“
“Study design: Intervention study.
Objectives: The present study aimed at examining whether spinal and/or peripheral alterations are in the origin of neuromuscular fatigue development induced by intermittent neuromuscular electrical stimulation (NMES) in subjects with complete spinal cord injury (SCI).
Setting: Neurological Rehabilitation Center CMN Propara, Montpellier, France.
Methods: Thirteen volunteers with complete SCI participated in the study. The right triceps surae muscle was fatigued using a 30-Hz NMES protocol (2 s ON-2 s OFF) composed of three series of five trains. Selleck SYN-117 Spinal excitability (assessed by the H-reflex), muscle excitability (assessed by the
M-wave), muscle contractile properties (assessed by mechanical response parameters) and torque evoked by NMES were tested before and after each five-train series.
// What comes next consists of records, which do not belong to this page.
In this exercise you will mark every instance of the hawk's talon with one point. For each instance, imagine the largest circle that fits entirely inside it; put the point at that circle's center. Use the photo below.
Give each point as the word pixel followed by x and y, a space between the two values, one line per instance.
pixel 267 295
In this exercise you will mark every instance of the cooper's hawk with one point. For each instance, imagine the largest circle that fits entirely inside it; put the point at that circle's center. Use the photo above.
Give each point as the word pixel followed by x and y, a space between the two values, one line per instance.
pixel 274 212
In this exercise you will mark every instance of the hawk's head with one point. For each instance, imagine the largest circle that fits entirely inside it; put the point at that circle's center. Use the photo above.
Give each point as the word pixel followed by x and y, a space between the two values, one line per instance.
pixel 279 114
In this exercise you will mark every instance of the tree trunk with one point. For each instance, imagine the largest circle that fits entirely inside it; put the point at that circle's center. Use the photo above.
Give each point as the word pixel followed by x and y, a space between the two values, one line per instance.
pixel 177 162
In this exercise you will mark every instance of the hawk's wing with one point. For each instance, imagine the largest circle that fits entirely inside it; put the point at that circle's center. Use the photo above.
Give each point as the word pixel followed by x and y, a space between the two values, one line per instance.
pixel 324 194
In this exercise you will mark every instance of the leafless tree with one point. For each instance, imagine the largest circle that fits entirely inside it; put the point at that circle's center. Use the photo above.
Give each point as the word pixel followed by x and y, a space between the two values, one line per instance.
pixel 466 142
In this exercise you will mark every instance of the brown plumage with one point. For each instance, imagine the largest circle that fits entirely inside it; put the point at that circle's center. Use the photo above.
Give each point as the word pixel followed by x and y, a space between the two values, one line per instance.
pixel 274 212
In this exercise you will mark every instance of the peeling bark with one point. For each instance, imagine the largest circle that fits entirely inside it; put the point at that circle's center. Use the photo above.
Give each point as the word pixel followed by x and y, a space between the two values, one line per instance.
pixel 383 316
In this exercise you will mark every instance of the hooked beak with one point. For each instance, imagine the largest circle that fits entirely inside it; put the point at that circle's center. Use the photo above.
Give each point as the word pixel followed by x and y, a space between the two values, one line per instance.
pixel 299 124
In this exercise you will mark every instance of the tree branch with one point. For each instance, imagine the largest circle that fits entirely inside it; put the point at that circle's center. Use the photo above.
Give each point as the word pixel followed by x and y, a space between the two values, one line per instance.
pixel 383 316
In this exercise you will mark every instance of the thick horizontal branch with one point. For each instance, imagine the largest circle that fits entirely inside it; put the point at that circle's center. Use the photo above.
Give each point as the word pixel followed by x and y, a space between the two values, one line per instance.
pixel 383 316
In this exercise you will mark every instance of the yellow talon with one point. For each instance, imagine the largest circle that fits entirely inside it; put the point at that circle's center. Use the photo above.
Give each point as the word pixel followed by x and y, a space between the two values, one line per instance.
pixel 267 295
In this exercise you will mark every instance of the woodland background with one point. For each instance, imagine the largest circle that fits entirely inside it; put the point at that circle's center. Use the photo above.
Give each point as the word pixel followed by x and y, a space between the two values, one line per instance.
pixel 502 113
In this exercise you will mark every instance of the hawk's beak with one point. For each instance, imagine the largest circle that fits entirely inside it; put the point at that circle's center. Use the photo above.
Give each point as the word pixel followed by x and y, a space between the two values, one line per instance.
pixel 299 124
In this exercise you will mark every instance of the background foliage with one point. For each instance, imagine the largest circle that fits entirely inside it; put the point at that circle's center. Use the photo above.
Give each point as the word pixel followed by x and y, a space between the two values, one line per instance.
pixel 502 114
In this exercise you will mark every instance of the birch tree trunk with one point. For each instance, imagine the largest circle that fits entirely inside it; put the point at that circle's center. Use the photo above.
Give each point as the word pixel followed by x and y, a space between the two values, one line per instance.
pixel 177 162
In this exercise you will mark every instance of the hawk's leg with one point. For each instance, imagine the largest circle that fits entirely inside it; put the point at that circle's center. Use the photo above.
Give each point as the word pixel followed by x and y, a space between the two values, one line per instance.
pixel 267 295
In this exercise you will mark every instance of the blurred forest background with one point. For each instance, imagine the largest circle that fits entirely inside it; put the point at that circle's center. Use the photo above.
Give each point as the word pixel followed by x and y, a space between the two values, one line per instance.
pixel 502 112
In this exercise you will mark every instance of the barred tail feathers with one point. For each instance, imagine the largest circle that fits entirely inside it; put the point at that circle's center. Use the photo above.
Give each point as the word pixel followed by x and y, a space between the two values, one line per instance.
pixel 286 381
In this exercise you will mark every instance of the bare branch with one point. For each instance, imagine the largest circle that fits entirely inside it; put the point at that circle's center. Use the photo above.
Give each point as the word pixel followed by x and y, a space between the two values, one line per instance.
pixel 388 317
Results: NMES-evoked torque significantly decreased throughout the protocol (P<0.001). This decrease was accompanied by a significant increase in M-wave amplitude (P<0.001), whereas H-reflex and the H-max/M-max ratio were not significantly modified. The amplitude of the mechanical response was significantly decreased at the end of the protocol
(P<0.05).
Conclusion: The results indicate significant fatigue development, which was attributed to impaired cross-bridge force-generating capacity, without modification of spinal excitability nor muscle excitability.”
“The
aim of the study was to assess the activity of AP-1 family proteins, e.g. Fra-1, Fra-2, JunB, JunD, and FosB, selleck kinase inhibitor engaged in the regulation of inducible nitric oxide synthase 3-MA in vivo (iNOS) expression and the production of NO by neutrophils (PMN) exposed to N-nitrosodimethylamine (NDMA) xenobiotic. Isolated human PMN were incubated in the presence of NDMA. iNOS mRNA expression was then analyzed using Northern blot and the expression of other proteins in the cytoplasmic and nuclear fractions were assessed using Western blot. The obtained results indicate that NDMA increased iNOS mRNA and protein expression in human PMN. Furthermore, it increased the expression of Fra-1, Fra-2, JunB, and JunD in the cytoplasmic fraction, and FosB expression in the fractions of analyzed cells. As a consequence of inhibiting p38 pathway and JNK, reduced iNOS expression and NO production was noted in PMN exposed to NDMA. Inhibition of the p38 pathway resulted in reduced expression of all analyzed proteins in the cytoplasmic fraction of PMN exposed to NDMA. Furthermore, increased Fra-2 expression and reduced FosB expression were found in the nuclear fraction of those cells. Inhibiting ERK5 pathway resulted in increased JunB expression in both fractions of the analyzed cells. Therefore, no changes in the expression of analyzed proteins in the presence of NDMA were observed in PMN pre-incubated with JNK pathway inhibitor.